Heavy synthesis, published content, hard reasoning. The frontier model for tasks where quality matters more than cost or speed.

~$15/$75 per M tok

Workhorse

Operator

Sonnet 4.6

Daily-driver ops. Mid-cost, mid-speed, competent across most tasks. The agent that runs the most actual work.

~$3/$15 per M tok

Mobile

Mobile

Sonnet 4.6

Mobile-facing front-end. Lives on a Windows host because the messaging stack pairs to one device. Same model class as Operator but distinct purpose.

~$3/$15 per M tok

Fast / restricted

Concierge

Gemini 2.5 Flash

Public-facing secretary. Scheduling, screening, FAQ. Hard restrictions: no email, no web, no exec, no browser.

~$0.075/$0.30 per M tok

Always-on / free

Sentinel

Gemma4 (local)

Local-only, free, always-up. Runs against a local Ollama service. Backup when paid quotas die; baseline analyst for non-urgent jobs.

$0 / $0 per M tok

Design rule

Each agent has a different model class, not because it had to — but so the fleet has redundancy across providers. If Anthropic has a bad day, the Google-backed and local-backed agents keep working. If quotas die, the local-backed one keeps working. Provider diversity is a feature, not an accident.

Methodology

Every comparison in this page is from a serial run — one model call at a time, with a 2-second gap between calls. Parallel runs were avoided so concurrent load couldn't confound the timing numbers.

The standard prompt

For the model benchmark and the host-level comparison, all calls used the same prompt — chosen because it has one correct numerical answer and requires brief reasoning prose:

A store sells apples for $0.85 each. I have $20 and want to buy as
many as possible while leaving enough to buy a $3.50 coffee with the
change. How many apples can I buy? Show your reasoning in 2-3 sentences.
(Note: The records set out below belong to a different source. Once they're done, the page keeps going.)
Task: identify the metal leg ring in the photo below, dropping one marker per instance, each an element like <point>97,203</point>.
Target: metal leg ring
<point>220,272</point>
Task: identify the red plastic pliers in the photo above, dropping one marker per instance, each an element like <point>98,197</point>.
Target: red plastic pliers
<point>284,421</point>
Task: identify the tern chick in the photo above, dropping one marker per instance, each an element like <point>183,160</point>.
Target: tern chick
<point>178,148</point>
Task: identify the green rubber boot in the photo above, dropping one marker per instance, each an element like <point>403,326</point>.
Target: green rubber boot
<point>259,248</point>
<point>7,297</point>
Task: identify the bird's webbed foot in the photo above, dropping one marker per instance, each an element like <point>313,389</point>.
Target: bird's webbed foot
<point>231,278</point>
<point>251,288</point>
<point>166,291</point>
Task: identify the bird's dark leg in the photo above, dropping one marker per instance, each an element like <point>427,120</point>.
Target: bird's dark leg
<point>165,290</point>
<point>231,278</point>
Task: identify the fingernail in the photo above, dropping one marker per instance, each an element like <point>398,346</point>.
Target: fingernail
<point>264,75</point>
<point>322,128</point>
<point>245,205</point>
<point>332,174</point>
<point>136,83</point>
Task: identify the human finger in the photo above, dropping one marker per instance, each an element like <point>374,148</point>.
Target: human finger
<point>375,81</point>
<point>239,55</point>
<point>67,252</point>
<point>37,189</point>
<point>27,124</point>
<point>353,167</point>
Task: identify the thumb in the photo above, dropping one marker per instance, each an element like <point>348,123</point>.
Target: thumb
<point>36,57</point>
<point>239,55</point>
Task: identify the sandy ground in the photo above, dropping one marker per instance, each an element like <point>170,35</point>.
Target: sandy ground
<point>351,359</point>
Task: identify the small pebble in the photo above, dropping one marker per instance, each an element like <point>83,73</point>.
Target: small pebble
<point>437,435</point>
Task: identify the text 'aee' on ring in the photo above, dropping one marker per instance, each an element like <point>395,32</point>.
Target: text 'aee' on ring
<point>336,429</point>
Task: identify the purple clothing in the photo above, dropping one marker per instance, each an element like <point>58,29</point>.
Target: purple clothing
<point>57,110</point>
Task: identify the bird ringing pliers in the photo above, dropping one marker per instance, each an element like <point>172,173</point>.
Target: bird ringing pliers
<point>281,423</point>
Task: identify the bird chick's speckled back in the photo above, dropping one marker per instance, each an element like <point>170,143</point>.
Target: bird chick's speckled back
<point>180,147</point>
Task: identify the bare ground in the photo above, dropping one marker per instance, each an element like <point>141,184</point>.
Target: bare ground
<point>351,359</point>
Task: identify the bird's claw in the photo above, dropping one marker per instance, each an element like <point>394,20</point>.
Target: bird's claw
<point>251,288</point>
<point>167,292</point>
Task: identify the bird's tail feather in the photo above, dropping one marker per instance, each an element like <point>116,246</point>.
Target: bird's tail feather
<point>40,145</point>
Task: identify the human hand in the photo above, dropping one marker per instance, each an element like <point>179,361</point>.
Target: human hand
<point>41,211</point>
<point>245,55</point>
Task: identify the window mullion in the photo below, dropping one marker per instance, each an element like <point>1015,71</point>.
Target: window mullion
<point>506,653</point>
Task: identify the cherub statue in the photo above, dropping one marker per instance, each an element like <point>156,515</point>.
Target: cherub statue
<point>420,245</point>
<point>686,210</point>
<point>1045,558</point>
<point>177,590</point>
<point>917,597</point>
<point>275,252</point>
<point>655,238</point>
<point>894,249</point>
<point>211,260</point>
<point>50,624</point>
Correct answer: 19 apples ($16.15 spent, $3.85 left → covers the $3.50 coffee).

Why this prompt: it tests arithmetic, constraint reasoning, and writing — all comparable across models. The answer is unambiguous (a model either says 19 or it doesn't), so "correctness" isn't a judgment call.

How cost was computed

Each provider returns token counts in their response (input_tokens, output_tokens, or the equivalent). Cost is computed against the public pricing in effect as of June 2026:

ModelInput ($/M tok)Output ($/M tok)
anthropic/claude-opus-4-815.0075.00
anthropic/claude-opus-4-715.0075.00
anthropic/claude-sonnet-4-63.0015.00
anthropic/claude-haiku-4-51.005.00
google/gemini-2.5-pro1.2510.00
google/gemini-2.5-flash0.0750.30
google/gemini-2.5-flash-lite0.100.40
ollama/gemma4 (local)0.000.00

Hardware setup

Two hosts:

Both hosts have the same Anthropic and Google API keys available to their containers, so the model availability matrix is identical except for local Ollama (Mac Mini only).

Model benchmark

Same prompt, every reachable model, run serially. This is the headline comparison: speed, cost, and correctness on a representative reasoning task.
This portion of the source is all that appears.